To build a graph use a Graph Spec yaml file to specify the sources you want.

ORION will automatically run each data source specified through the necessary pipeline. Then it will merge the specified sources into a Knowledge Graph.

Installing and Configuring ORION

Create a parent directory:

mkdir ~/ORION_root

Clone the code repository:

cd ~/ORION_root
git clone https://github.com/RobokopU24/ORION.git

Next create directories where data sources, graphs, and logs will be stored.

ORION_STORAGE - for storing data sources

ORION_GRAPHS - for storing knowledge graphs

ORION_LOGS - for storing logs

You can do this manually, or use the script indicated below to set up a default workspace.

Option 1: Use this script to create the directories and set the environment variables:

cd ~/ORION_root/ORION/
source ./set_up_test_env.sh

Option 2: Create three directories and set environment variables specifying paths to the locations of those directories.

mkdir ~/ORION_root/storage/
export ORION_STORAGE=~/ORION_root/storage/ 

mkdir ~/ORION_root/graphs/
export ORION_GRAPHS=~/ORION_root/graphs/

mkdir ~/ORION_root/logs/
export ORION_LOGS=~/ORION_root/logs/

Next create or select a Graph Spec yaml file, where the content of knowledge graphs to be built is specified.

Set either of the following environment variables, but not both:

Option 1: ORION_GRAPH_SPEC - the name of a Graph Spec file located in the graph_specs directory of ORION

export ORION_GRAPH_SPEC=example-graph-spec.yaml

Option 2: ORION_GRAPH_SPEC_URL - a URL pointing to a Graph Spec yaml file

export ORION_GRAPH_SPEC_URL=https://stars.renci.org/var/data_services/graph_specs/default-graph-spec.yaml

To build a custom graph, alter a Graph Spec file, which is composed of a list of graphs.

For each graph, specify:

graph_id - a unique identifier string for the graph, with no spaces

sources - a list of sources identifiers for data sources to include in the graph

See the full list of data sources and their identifiers in the data sources file.

Here is a simple example.

graphs:
  - graph_id: Example_Graph
    graph_name: Example Graph
    graph_description: A free text description of what is in the graph.
    output_format: neo4j
    sources:
      - source_id: CTD
      - source_id: HGNC

There are variety of ways to further customize a knowledge graph. The following are parameters you can set for a particular data source. Mostly, these parameters are used to indicate that you'd like to use a previously built version of a data source or a specific normalization of a source. If you specify versions that are not the latest, and haven't previously built a data source or graph with those versions, it probably won't work.

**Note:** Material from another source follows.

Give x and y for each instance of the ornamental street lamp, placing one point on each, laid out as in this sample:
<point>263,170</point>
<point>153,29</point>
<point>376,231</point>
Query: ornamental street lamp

source_version - the version of the data source, as determined by ORION

parsing_version - the version of the parsing code in ORION for this source

merge_strategy - used to specify alternative merge strategies

The following are parameters you can set for the entire graph, or for an individual data source:

node_normalization_version - the version of the node normalizer API (see: https://nodenormalization-sri.renci.org/openapi.json)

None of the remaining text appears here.